Data contradicts global warming
At least once a week, the Herald publishes a letter from someone who has taken up the Al Gore line that global warming is a cataclysmic planetary emergency and we must take extraordinary steps before we meet our demise.
I would urge those who write these letters to look at the facts on the ground.
According to all five scientific agencies in the U.S. and Great Britain that track and publish global surface temperatures, NASA and NOAA among them, since 1998 there has been no statistically significant increase in the surface temperature.
The same data show that in the seven years since 2001, the surface temperature has been trending downward at a rate of 0.4 degrees per decade.
Despite the very unconvincing evidence that the planet is on its last legs, far too many people want to legislate CO2 caps that would have taxpayers spending over $1.2 trillion to fix a problem that might just be an illusion.
This is not a brief to willy-nilly dump all of the CO2 we want into the atmosphere, but a plea to look at the data before it is too late and not take actions we will regret.
Remember the law of unintended consequences.

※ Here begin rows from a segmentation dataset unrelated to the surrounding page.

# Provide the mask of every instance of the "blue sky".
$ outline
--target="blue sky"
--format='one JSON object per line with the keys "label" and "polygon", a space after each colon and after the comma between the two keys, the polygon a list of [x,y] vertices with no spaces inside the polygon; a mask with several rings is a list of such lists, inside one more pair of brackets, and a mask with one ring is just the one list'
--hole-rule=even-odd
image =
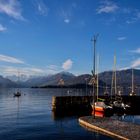
{"label": "blue sky", "polygon": [[91,73],[140,66],[139,0],[0,0],[0,75]]}

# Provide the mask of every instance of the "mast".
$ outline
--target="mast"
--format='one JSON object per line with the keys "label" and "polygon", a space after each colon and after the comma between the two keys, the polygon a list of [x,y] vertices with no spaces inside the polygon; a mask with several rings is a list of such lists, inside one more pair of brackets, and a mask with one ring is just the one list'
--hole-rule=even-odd
{"label": "mast", "polygon": [[93,82],[93,106],[94,106],[94,119],[95,119],[95,84],[96,84],[96,73],[95,73],[95,66],[96,66],[96,42],[97,42],[98,34],[94,35],[93,39],[91,41],[93,42],[93,71],[92,76],[94,79]]}
{"label": "mast", "polygon": [[97,56],[96,75],[97,75],[97,101],[98,101],[98,94],[99,94],[99,55]]}

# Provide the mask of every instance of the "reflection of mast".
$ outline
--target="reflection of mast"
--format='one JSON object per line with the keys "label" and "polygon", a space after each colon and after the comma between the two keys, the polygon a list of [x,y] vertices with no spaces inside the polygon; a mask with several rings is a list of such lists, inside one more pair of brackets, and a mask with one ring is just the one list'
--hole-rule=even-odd
{"label": "reflection of mast", "polygon": [[97,56],[96,75],[97,75],[97,101],[98,101],[98,94],[99,94],[99,55]]}
{"label": "reflection of mast", "polygon": [[112,84],[111,84],[111,100],[113,96],[113,89],[114,89],[114,95],[117,94],[117,82],[116,82],[116,55],[114,55],[114,68],[112,73]]}
{"label": "reflection of mast", "polygon": [[132,93],[134,92],[134,71],[132,68]]}

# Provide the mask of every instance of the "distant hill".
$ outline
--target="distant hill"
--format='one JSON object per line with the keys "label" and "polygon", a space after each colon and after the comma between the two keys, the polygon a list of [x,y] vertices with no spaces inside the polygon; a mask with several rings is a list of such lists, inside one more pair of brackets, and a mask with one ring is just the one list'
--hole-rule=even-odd
{"label": "distant hill", "polygon": [[68,80],[74,78],[75,75],[69,72],[61,72],[54,75],[43,76],[43,77],[35,77],[27,80],[23,84],[25,86],[46,86],[46,85],[58,85],[60,79],[63,79],[66,83]]}
{"label": "distant hill", "polygon": [[0,88],[12,88],[17,86],[18,85],[15,82],[0,76]]}

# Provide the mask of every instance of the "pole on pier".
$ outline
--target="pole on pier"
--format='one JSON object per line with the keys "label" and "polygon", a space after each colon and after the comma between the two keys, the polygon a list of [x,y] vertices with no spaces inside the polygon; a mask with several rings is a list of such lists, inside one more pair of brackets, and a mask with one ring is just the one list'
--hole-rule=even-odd
{"label": "pole on pier", "polygon": [[93,82],[93,111],[94,111],[94,118],[95,118],[95,84],[96,84],[96,42],[97,42],[97,38],[98,38],[99,34],[94,35],[93,38],[91,39],[91,41],[93,42],[93,71],[92,71],[92,76],[94,79]]}

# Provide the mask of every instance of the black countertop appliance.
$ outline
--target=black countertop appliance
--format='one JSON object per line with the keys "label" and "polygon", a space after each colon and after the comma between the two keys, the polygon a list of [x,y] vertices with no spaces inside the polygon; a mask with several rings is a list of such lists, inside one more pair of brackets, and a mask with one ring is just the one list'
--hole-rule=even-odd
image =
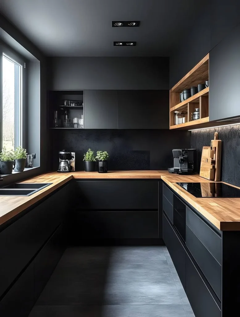
{"label": "black countertop appliance", "polygon": [[197,151],[195,149],[173,150],[173,167],[168,169],[169,173],[188,175],[196,172]]}

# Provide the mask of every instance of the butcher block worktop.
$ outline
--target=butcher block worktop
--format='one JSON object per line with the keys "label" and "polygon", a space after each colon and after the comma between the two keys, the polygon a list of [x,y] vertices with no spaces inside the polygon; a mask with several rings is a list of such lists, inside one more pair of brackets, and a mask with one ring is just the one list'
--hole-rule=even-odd
{"label": "butcher block worktop", "polygon": [[[166,171],[109,171],[106,173],[84,171],[69,173],[56,172],[43,174],[23,183],[52,183],[29,196],[0,196],[0,224],[50,193],[72,178],[146,179],[163,181],[190,205],[221,230],[240,230],[240,198],[197,198],[176,182],[208,183],[198,175],[179,175]],[[1,185],[4,185],[4,181]]]}

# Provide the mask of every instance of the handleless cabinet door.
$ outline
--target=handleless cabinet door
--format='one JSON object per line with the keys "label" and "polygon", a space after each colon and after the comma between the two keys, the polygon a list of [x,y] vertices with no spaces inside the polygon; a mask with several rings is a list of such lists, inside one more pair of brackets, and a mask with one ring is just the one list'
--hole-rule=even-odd
{"label": "handleless cabinet door", "polygon": [[169,129],[168,90],[118,90],[119,129]]}
{"label": "handleless cabinet door", "polygon": [[116,90],[84,90],[84,128],[117,129],[117,108]]}
{"label": "handleless cabinet door", "polygon": [[209,120],[239,116],[240,25],[210,52]]}

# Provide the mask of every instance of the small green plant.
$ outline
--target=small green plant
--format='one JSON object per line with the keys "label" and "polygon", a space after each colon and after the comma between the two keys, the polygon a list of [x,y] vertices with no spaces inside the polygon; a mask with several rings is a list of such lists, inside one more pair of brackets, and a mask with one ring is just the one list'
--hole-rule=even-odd
{"label": "small green plant", "polygon": [[96,160],[94,156],[94,152],[91,149],[89,149],[87,153],[84,154],[83,161],[85,162],[95,162]]}
{"label": "small green plant", "polygon": [[27,157],[27,150],[23,149],[21,146],[17,147],[14,151],[15,159],[21,159],[26,158]]}
{"label": "small green plant", "polygon": [[104,152],[102,152],[102,151],[98,151],[97,152],[96,159],[98,161],[106,161],[109,158],[109,155],[108,153],[106,151]]}
{"label": "small green plant", "polygon": [[7,162],[8,161],[14,161],[15,159],[14,152],[12,151],[7,151],[4,146],[0,154],[0,161]]}

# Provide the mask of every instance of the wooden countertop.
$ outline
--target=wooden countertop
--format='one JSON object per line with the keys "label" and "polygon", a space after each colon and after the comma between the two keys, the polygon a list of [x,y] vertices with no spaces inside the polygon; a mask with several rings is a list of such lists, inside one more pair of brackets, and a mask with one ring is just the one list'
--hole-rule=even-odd
{"label": "wooden countertop", "polygon": [[[54,172],[36,176],[22,182],[52,184],[31,196],[0,196],[0,225],[73,178],[162,178],[217,228],[221,230],[240,230],[240,198],[196,198],[175,183],[179,182],[212,182],[211,181],[198,175],[183,176],[169,174],[167,171],[110,171],[106,173],[84,171],[65,173]],[[1,185],[4,185],[3,182]]]}

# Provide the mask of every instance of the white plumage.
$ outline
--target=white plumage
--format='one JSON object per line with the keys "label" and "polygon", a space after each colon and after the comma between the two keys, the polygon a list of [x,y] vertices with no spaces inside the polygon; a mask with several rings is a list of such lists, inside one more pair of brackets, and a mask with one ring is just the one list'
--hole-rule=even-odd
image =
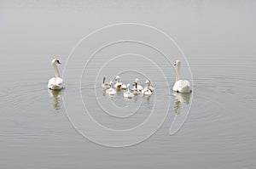
{"label": "white plumage", "polygon": [[181,62],[179,60],[176,60],[174,63],[176,66],[176,82],[172,87],[172,90],[177,93],[190,93],[190,83],[187,80],[179,80],[179,70]]}
{"label": "white plumage", "polygon": [[51,61],[51,64],[54,67],[55,76],[49,80],[48,88],[52,90],[61,90],[64,87],[64,85],[63,85],[63,80],[60,77],[60,72],[57,67],[57,64],[61,65],[61,63],[57,59],[54,59]]}

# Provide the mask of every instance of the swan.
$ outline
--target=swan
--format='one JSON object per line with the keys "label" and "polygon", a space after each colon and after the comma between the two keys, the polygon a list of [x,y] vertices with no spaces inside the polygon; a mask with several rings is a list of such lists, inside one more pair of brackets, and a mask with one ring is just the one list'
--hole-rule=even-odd
{"label": "swan", "polygon": [[115,85],[114,85],[114,87],[116,88],[116,89],[126,89],[127,88],[127,87],[126,87],[126,85],[125,85],[124,83],[122,83],[122,82],[119,82],[119,80],[120,79],[120,76],[117,76],[116,77],[115,77],[115,81],[116,81],[116,82],[115,82]]}
{"label": "swan", "polygon": [[137,88],[135,88],[135,86],[134,86],[132,89],[133,89],[133,90],[137,90],[137,90],[139,90],[140,92],[142,92],[142,90],[143,90],[143,87],[142,85],[139,85],[139,84],[138,84],[138,82],[139,82],[139,81],[140,81],[140,80],[139,80],[138,78],[136,78],[136,79],[135,79],[135,82],[137,82]]}
{"label": "swan", "polygon": [[190,93],[190,83],[187,80],[179,80],[179,69],[181,62],[176,60],[174,66],[176,66],[176,82],[172,87],[172,90],[177,93]]}
{"label": "swan", "polygon": [[106,77],[103,76],[102,87],[104,90],[108,89],[108,88],[111,87],[111,85],[110,85],[108,82],[105,82],[105,81],[106,81]]}
{"label": "swan", "polygon": [[151,86],[151,82],[150,82],[150,80],[148,80],[148,88],[150,90],[150,92],[154,92],[154,88]]}
{"label": "swan", "polygon": [[150,96],[152,94],[152,92],[148,89],[148,87],[149,87],[149,81],[147,80],[146,81],[146,87],[144,87],[144,89],[142,91],[142,93],[143,95],[146,95],[146,96]]}
{"label": "swan", "polygon": [[110,82],[110,88],[108,88],[106,93],[108,93],[109,95],[115,95],[116,91],[112,87],[113,82]]}
{"label": "swan", "polygon": [[61,90],[64,87],[63,86],[63,80],[60,77],[60,72],[57,67],[57,64],[61,65],[60,60],[57,59],[54,59],[51,61],[51,65],[53,65],[55,72],[55,77],[52,77],[49,80],[48,82],[48,88],[52,90]]}
{"label": "swan", "polygon": [[138,95],[141,93],[141,92],[137,89],[137,82],[134,82],[134,87],[132,88],[132,93],[134,95]]}
{"label": "swan", "polygon": [[128,91],[124,93],[124,98],[128,98],[128,99],[131,99],[133,98],[133,93],[131,92],[130,92],[130,84],[127,84],[127,88]]}

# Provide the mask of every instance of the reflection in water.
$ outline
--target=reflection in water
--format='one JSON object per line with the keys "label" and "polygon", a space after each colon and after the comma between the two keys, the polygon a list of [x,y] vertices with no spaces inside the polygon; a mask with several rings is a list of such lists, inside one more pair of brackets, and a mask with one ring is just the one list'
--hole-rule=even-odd
{"label": "reflection in water", "polygon": [[173,95],[175,96],[175,113],[177,115],[180,114],[180,109],[181,109],[181,104],[183,103],[189,104],[189,99],[190,99],[190,94],[189,93],[174,93]]}
{"label": "reflection in water", "polygon": [[50,95],[50,98],[52,99],[54,109],[56,110],[56,112],[58,112],[58,110],[61,109],[60,98],[61,96],[61,90],[49,90],[49,89],[48,91]]}

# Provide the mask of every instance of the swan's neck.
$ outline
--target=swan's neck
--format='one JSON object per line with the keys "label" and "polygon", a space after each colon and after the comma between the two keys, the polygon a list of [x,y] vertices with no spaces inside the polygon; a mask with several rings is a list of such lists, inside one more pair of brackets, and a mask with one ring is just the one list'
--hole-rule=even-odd
{"label": "swan's neck", "polygon": [[180,65],[177,65],[176,70],[176,82],[179,81],[179,69],[180,69]]}
{"label": "swan's neck", "polygon": [[60,72],[59,72],[59,70],[58,70],[58,67],[56,65],[53,65],[53,67],[55,69],[55,77],[60,77]]}

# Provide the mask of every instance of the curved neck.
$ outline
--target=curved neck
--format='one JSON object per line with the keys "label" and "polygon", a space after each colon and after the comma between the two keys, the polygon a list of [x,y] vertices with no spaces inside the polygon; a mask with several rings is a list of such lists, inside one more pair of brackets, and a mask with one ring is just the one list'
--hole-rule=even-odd
{"label": "curved neck", "polygon": [[59,70],[58,70],[58,67],[56,65],[52,65],[54,69],[55,69],[55,77],[60,77],[60,72],[59,72]]}
{"label": "curved neck", "polygon": [[176,69],[176,82],[179,81],[179,68],[180,68],[180,65],[177,65],[177,69]]}

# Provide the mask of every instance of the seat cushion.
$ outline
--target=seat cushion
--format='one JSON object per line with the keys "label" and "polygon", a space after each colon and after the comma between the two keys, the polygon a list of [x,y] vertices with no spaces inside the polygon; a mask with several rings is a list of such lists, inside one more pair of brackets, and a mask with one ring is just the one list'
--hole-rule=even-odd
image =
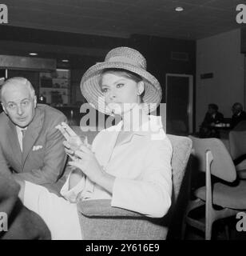
{"label": "seat cushion", "polygon": [[[203,201],[206,198],[206,187],[202,186],[195,191],[195,195]],[[237,210],[246,209],[246,181],[240,181],[236,186],[230,186],[222,183],[213,186],[213,204],[224,208]]]}

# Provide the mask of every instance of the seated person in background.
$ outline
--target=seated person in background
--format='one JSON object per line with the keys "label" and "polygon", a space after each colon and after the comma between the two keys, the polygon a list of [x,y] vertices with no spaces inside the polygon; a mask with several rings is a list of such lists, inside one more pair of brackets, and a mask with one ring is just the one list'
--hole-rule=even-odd
{"label": "seated person in background", "polygon": [[24,78],[6,80],[0,95],[0,166],[11,167],[14,177],[56,190],[67,157],[55,126],[66,118],[49,106],[37,105],[34,90]]}
{"label": "seated person in background", "polygon": [[61,191],[65,199],[19,181],[25,206],[45,220],[53,239],[82,238],[80,200],[111,199],[112,206],[152,218],[163,217],[171,205],[173,148],[160,117],[148,115],[162,92],[145,58],[133,49],[113,49],[85,73],[81,89],[93,107],[122,120],[99,132],[91,149],[81,145],[74,152],[64,142],[75,168]]}
{"label": "seated person in background", "polygon": [[232,106],[232,116],[231,121],[231,127],[233,129],[238,123],[243,120],[246,120],[246,112],[243,110],[241,103],[236,102]]}
{"label": "seated person in background", "polygon": [[208,112],[200,128],[200,138],[220,138],[219,131],[215,125],[223,122],[224,115],[218,111],[216,104],[208,104]]}
{"label": "seated person in background", "polygon": [[0,239],[50,239],[44,221],[21,202],[19,189],[8,168],[0,166]]}

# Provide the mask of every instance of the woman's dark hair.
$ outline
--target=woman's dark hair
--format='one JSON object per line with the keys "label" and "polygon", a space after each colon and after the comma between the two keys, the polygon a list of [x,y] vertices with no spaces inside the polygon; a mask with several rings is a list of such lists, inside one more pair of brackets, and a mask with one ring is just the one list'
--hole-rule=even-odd
{"label": "woman's dark hair", "polygon": [[208,108],[209,107],[216,111],[218,111],[218,110],[219,110],[219,107],[216,104],[210,103],[210,104],[208,104]]}

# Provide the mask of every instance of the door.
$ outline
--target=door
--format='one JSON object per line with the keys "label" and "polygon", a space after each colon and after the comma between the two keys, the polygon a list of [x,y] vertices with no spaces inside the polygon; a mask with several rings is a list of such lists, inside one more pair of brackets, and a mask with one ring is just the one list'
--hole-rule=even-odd
{"label": "door", "polygon": [[167,133],[188,135],[192,133],[192,76],[166,74]]}

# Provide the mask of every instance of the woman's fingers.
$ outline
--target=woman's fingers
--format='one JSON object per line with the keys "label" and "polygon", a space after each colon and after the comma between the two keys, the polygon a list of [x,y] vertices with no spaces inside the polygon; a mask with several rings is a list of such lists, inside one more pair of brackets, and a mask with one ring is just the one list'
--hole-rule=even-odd
{"label": "woman's fingers", "polygon": [[89,149],[85,145],[81,145],[80,147],[79,147],[79,150],[82,152],[85,152],[85,153],[89,153],[91,152],[90,149]]}
{"label": "woman's fingers", "polygon": [[76,161],[76,160],[75,161],[69,161],[69,165],[71,166],[72,167],[76,167],[76,168],[78,168],[82,170],[82,166],[81,166],[81,162],[78,161]]}
{"label": "woman's fingers", "polygon": [[74,152],[74,154],[76,155],[76,156],[77,156],[77,157],[79,157],[80,158],[83,158],[83,157],[85,156],[85,153],[84,152],[82,152],[82,151],[80,151],[80,150],[76,150],[75,152]]}
{"label": "woman's fingers", "polygon": [[69,143],[69,142],[67,141],[64,141],[62,142],[62,144],[64,145],[65,147],[66,147],[67,149],[69,149],[71,146],[70,146],[70,144]]}

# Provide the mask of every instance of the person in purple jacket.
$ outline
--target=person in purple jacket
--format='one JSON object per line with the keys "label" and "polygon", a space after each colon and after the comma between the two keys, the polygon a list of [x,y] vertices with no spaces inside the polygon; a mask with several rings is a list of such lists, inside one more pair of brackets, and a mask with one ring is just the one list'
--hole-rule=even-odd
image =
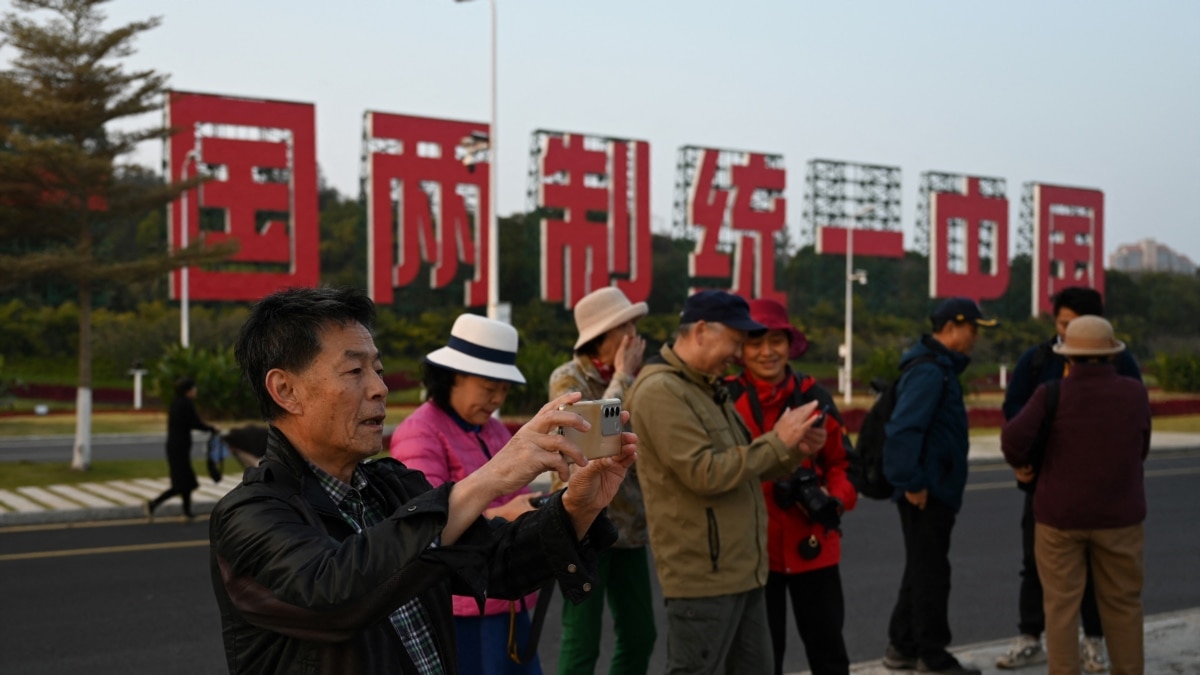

It's at work now causing food prices to skyrocket because we decided to use corn to create transportation fuel.
The legislation pending in the Congress to cap CO2 emissions will make those increases look modest indeed. Should you have any doubt about what you read here, look at Senate Bill S. 2191, the Lieberman-Warner Climate Security Act of 2008, which will limit U.S. emissions to 1,560 thousand tons per year by 2050 or 81 percent lower than current U.S. green house gas emissions.